Möglich macht diesen Kraftakt ein konkurrenzloser Antrieb. Im Herzen der Karbon-Konstruktion stecken zwei E-Motoren mit je 200 kW und 280 Nm an der Vorderachse und noch einmal zwei mit 500 kW und 900 Nm im Heck. Zusammen macht das 1400 kW - nach alter Währung 1904 PS - und 2360 Nm. Das sichert dem Nevera nahezu jeden Stich im Autoquartett.

Aber die vier Motoren ermöglichen nicht nur ein Erlebnis, das explosiver kaum sein könnte. Sondern weil jeder Motor einzeln angesteuert wird und die Kraft so perfekt verteilt werden kann, setzt der E-Sportwagen vom Balkan auch Bestmarken beim Handling. Je nach eingestelltem Fahrprofil mal messerscharf, mal nonchalant und zur Not auch mal quer mit qualmenden Reifen, fühlt er sich auf der Rennstrecke genauso so zu Hause wie auf der Autobahn oder der Landstraße. Dabei wirkt er kleiner und leichter als man es bei einem Auto von fast zwei Metern Breite und mehr als zwei Tonnen Gewicht erwarten würde. Und das ist nicht die einzige Sinnestäuschung. Dank der souveränen Performance geht auch das Gefühl für die Geschwindigkeit verloren.

Speicher der Superlative

Die Energie dafür liefert ein weiterer Superlativ: Mit 120 kWh ist der Akku größer als bei jedem anderen Elektroauto und garantiert damit eine Reichweite von 550 Kilometern. Zumindest im Normzyklus. Doch selbst wer etwas schneller fährt, sollte 300 Kilometer schaffen. Erst auf der Rennstrecke geht der Verbrauch ins gigantische und der Rimac muss nach ein paar Minuten an die Box. Aber immerhin lädt er dort auch schneller als jedes andere Auto - oder könnte das zumindest tun.
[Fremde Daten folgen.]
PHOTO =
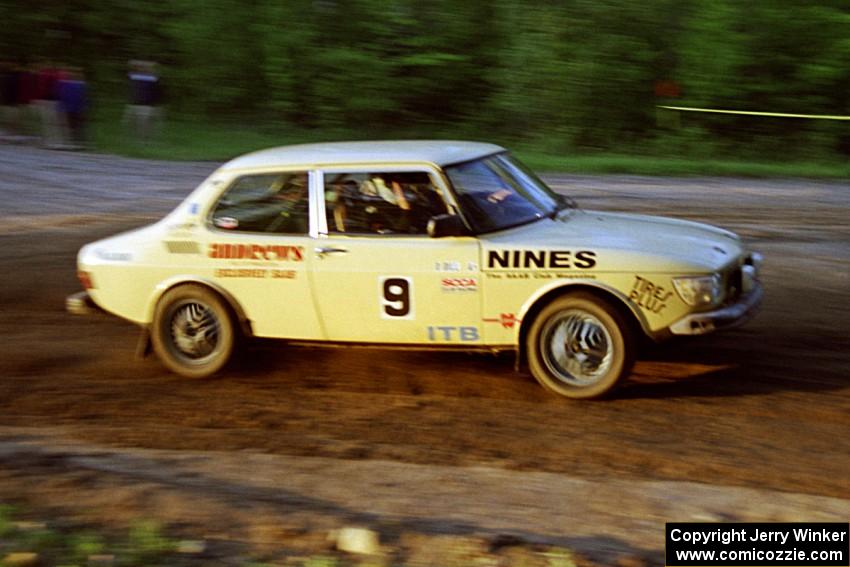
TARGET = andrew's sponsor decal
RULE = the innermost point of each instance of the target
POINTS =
(269, 252)
(541, 259)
Denn mit einer Ladeleistung von 500 kW ist Rimac weiter als die Infrastruktur, so dass Käufer noch ein wenig warten müssen, bis sie tatsächlich 80 Prozent in 19 Minuten nachladen können.

Fazit: Teurer Innovationsbringer für die E-Mobilität

Zwar dürfte der Rimac Nevera in erster Linie solvente Sportwagenfans ansprechen. Doch als Faszinationsobjekt wirbt er auch für die Elektromobilität insgesamt. Zudem macht er vor, wie sich künftig auch bezahlbarere Autos für die elektrische Revolution rüsten könnten.